Why Is Nginx So Fast? Inside Its Process and Event Model

Nginx is a free, open‑source, high‑performance HTTP server, reverse proxy, and IMAP/POP3 proxy.

Nginx Process Model

It uses a master‑worker architecture: one master process manages multiple worker processes. The master handles signals, monitors workers, and restarts them if they exit unexpectedly. Workers are equal and handle network requests; the number of workers is usually set to the CPU core count to maximize resource utilization while avoiding excessive context switching.

Multi‑process: one master, multiple workers.

Master process: manages workers, receives external signals, forwards them, monitors worker status, and restarts crashed workers.

Worker process: handles network requests; the number of workers is configured in nginx.conf, typically equal to the number of CPU cores.

HTTP Connection Establishment and Request Handling

Master loads configuration at startup.

Master initializes listening sockets.

Master forks worker processes.

Workers compete for new connections; the winner completes the three‑way handshake, establishes a socket, and processes the request.

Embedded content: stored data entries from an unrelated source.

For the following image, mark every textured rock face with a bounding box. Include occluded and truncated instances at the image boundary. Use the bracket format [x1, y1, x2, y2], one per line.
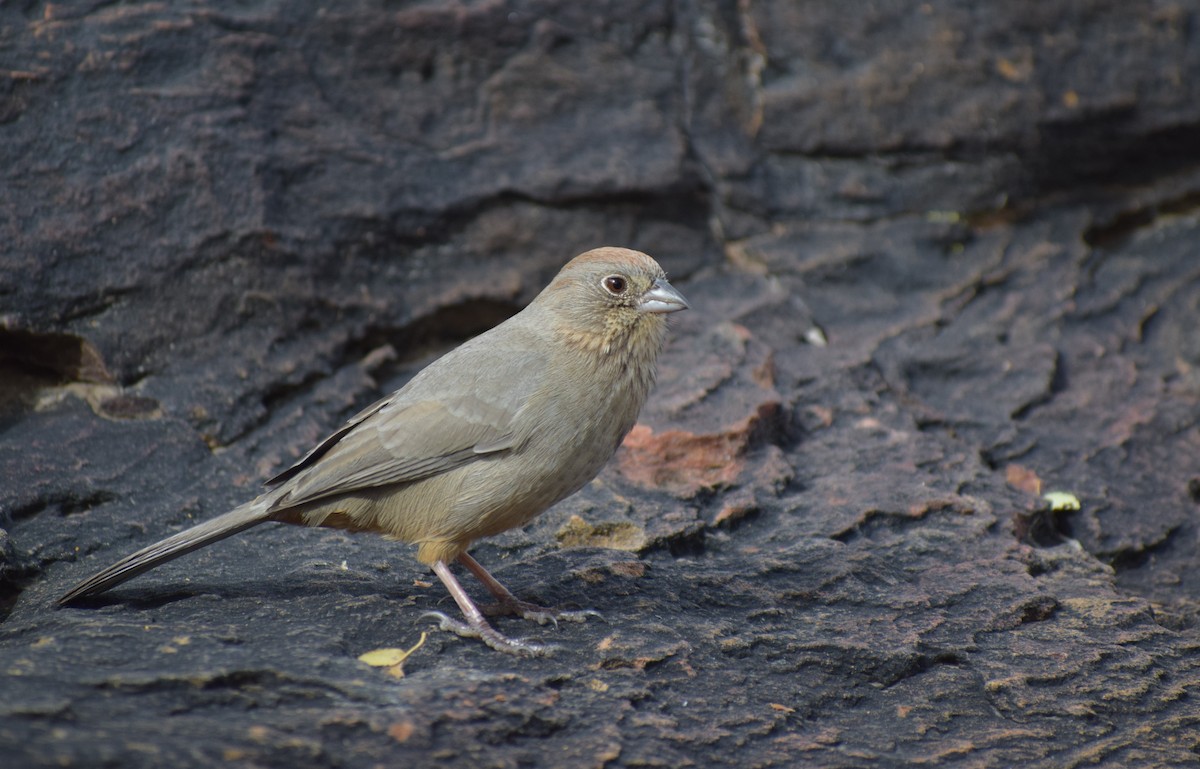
[3, 1, 1199, 766]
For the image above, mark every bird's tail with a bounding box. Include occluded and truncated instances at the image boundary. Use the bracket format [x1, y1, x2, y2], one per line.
[58, 497, 275, 605]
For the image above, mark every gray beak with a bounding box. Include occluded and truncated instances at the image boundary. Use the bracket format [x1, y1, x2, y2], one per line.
[639, 277, 690, 314]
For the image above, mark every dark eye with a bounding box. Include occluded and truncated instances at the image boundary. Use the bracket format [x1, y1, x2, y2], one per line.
[603, 275, 627, 295]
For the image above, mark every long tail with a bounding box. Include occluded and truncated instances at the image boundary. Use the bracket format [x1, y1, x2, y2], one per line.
[58, 497, 275, 605]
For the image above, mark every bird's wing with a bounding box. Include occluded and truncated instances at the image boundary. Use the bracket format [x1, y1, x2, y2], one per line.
[265, 392, 394, 487]
[267, 334, 545, 509]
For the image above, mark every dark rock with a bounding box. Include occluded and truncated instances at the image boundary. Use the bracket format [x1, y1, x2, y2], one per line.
[3, 1, 1200, 767]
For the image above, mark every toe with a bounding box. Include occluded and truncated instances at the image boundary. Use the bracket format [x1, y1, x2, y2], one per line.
[420, 611, 556, 657]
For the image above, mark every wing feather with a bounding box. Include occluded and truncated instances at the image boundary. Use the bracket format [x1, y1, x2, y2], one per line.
[267, 329, 545, 509]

Nginx High Performance and Concurrency

Uses multi‑process + asynchronous non‑blocking I/O (epoll).

Full request flow: connection → read request → parse request → process request → send response.

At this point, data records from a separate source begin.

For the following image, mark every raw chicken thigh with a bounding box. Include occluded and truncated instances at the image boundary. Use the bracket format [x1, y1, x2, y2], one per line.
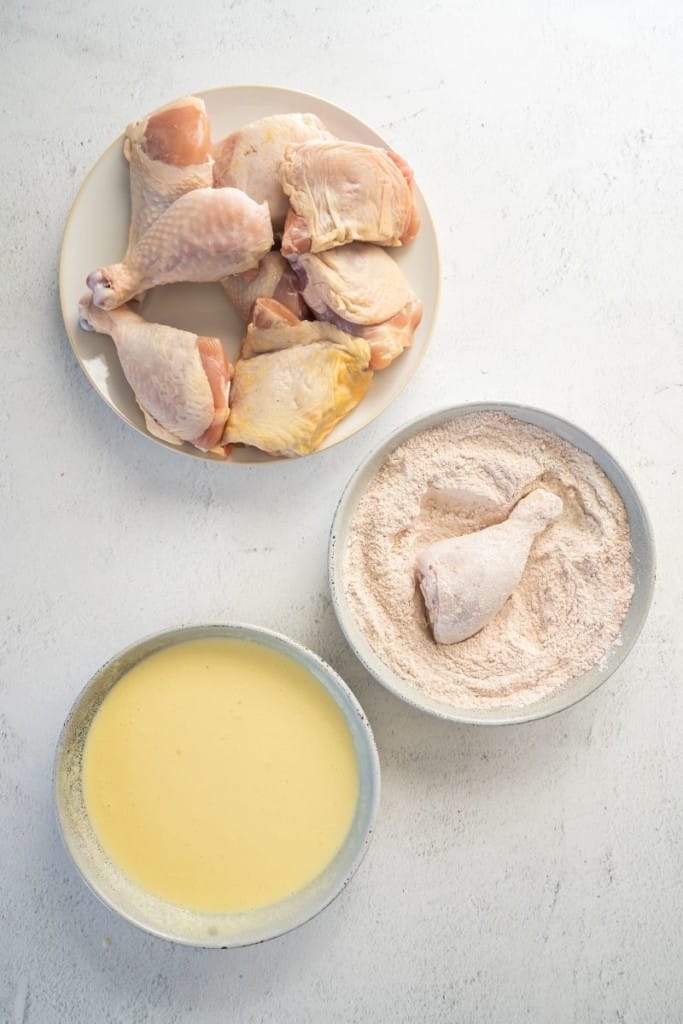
[214, 113, 333, 233]
[224, 299, 372, 456]
[78, 295, 232, 455]
[86, 188, 274, 309]
[123, 95, 214, 259]
[221, 251, 307, 322]
[290, 242, 423, 369]
[416, 488, 564, 644]
[292, 243, 411, 323]
[280, 141, 420, 255]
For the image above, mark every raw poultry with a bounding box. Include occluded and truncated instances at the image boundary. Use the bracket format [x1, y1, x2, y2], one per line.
[416, 489, 564, 644]
[222, 251, 307, 322]
[78, 294, 232, 455]
[224, 299, 372, 457]
[289, 242, 423, 369]
[280, 140, 420, 255]
[79, 95, 424, 457]
[213, 113, 333, 233]
[123, 95, 214, 259]
[86, 187, 274, 309]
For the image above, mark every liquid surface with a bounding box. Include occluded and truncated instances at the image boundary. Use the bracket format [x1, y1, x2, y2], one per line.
[82, 637, 359, 912]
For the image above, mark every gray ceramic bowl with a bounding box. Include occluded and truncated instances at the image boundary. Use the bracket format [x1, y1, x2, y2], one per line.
[329, 403, 655, 725]
[54, 623, 380, 947]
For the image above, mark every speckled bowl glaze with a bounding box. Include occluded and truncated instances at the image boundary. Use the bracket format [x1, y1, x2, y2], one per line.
[329, 402, 656, 725]
[54, 623, 380, 947]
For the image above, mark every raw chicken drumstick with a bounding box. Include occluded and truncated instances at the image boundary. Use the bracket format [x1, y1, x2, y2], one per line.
[290, 243, 423, 369]
[280, 140, 420, 255]
[416, 488, 564, 644]
[78, 294, 233, 455]
[123, 95, 214, 259]
[214, 113, 333, 234]
[86, 187, 274, 309]
[224, 299, 372, 457]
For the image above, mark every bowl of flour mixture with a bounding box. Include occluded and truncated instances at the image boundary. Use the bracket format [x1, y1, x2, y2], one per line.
[330, 404, 654, 724]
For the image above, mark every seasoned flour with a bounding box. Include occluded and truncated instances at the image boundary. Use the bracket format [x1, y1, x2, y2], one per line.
[343, 412, 634, 709]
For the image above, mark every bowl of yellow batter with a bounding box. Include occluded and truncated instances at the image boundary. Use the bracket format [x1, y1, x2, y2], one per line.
[54, 623, 380, 946]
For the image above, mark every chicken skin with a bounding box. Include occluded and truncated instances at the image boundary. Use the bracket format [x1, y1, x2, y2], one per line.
[86, 188, 274, 309]
[355, 297, 423, 370]
[214, 113, 333, 233]
[221, 251, 307, 322]
[78, 294, 233, 455]
[290, 242, 423, 368]
[248, 296, 306, 331]
[416, 489, 564, 644]
[123, 95, 214, 259]
[224, 299, 372, 457]
[76, 95, 425, 460]
[292, 243, 410, 323]
[280, 141, 420, 255]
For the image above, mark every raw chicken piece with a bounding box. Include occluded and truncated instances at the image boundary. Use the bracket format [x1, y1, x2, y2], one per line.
[280, 141, 420, 255]
[290, 243, 423, 369]
[78, 294, 232, 455]
[239, 296, 362, 356]
[221, 251, 307, 322]
[213, 113, 333, 233]
[86, 188, 273, 309]
[239, 297, 338, 356]
[247, 296, 301, 332]
[224, 299, 372, 457]
[357, 298, 423, 370]
[123, 95, 214, 259]
[416, 489, 564, 644]
[292, 243, 411, 324]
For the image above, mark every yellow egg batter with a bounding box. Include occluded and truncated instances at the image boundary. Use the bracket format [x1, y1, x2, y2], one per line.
[82, 636, 359, 913]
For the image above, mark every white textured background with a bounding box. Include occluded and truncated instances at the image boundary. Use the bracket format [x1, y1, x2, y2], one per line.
[2, 1, 682, 1021]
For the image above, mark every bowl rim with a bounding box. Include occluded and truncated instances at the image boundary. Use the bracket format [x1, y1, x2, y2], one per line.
[53, 621, 381, 947]
[329, 401, 656, 726]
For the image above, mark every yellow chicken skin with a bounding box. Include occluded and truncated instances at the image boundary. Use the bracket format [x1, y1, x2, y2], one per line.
[224, 299, 372, 457]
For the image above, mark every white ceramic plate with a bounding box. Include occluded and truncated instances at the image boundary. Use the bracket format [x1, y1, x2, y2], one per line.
[329, 403, 656, 725]
[59, 85, 440, 463]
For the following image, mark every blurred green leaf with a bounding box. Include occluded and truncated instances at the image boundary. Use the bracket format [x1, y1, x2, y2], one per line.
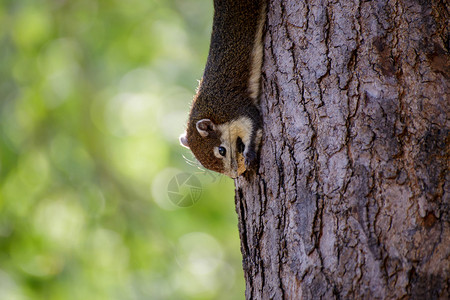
[0, 0, 244, 299]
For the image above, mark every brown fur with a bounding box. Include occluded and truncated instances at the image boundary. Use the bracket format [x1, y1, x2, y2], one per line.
[182, 0, 266, 177]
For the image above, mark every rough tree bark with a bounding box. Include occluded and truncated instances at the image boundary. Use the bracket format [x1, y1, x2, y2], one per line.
[235, 0, 449, 299]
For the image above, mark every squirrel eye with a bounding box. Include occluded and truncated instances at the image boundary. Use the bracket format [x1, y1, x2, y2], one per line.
[218, 146, 226, 157]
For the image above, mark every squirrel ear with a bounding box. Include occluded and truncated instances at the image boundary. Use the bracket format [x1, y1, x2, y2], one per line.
[196, 119, 216, 137]
[179, 132, 189, 148]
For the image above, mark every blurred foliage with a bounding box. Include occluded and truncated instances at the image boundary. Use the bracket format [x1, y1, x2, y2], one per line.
[0, 0, 244, 299]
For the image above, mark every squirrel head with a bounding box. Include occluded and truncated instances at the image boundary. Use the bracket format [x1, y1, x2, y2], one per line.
[180, 118, 246, 178]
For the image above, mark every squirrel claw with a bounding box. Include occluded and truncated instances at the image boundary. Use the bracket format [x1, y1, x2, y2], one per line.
[244, 150, 257, 170]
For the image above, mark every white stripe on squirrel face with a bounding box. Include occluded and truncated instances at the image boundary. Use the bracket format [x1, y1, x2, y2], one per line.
[216, 116, 254, 178]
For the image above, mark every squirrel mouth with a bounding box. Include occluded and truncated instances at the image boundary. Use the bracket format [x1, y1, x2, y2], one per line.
[236, 137, 245, 153]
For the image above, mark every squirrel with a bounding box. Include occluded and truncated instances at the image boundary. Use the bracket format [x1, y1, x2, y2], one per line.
[179, 0, 266, 178]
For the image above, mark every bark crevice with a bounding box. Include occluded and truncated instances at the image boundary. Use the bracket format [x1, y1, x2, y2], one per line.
[235, 0, 449, 299]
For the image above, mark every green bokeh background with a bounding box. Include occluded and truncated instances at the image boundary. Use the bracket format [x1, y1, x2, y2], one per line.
[0, 0, 243, 299]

At the low level this corresponds to read/write socket events.

Nginx Event Handling Model

Basic HTTP web server workflow: receive request (read request line, headers, body), process request, return response (status line, headers, body).

Modular Architecture

event module: provides OS‑independent event framework (ngx_events_module, ngx_event_core_module, ngx_epoll_module, etc.).

phase handler modules: handle client requests and generate content (e.g., ngx_http_static_module).

output filter modules: modify output content (e.g., add footers, rewrite URLs).

upstream modules: implement reverse proxy, forwarding requests to backend servers.

load‑balancer modules: select a backend server according to a load‑balancing algorithm.

Common Questions

Nginx vs Apache

IO multiplexing (epoll/kqueue), high performance, high concurrency, low resource usage.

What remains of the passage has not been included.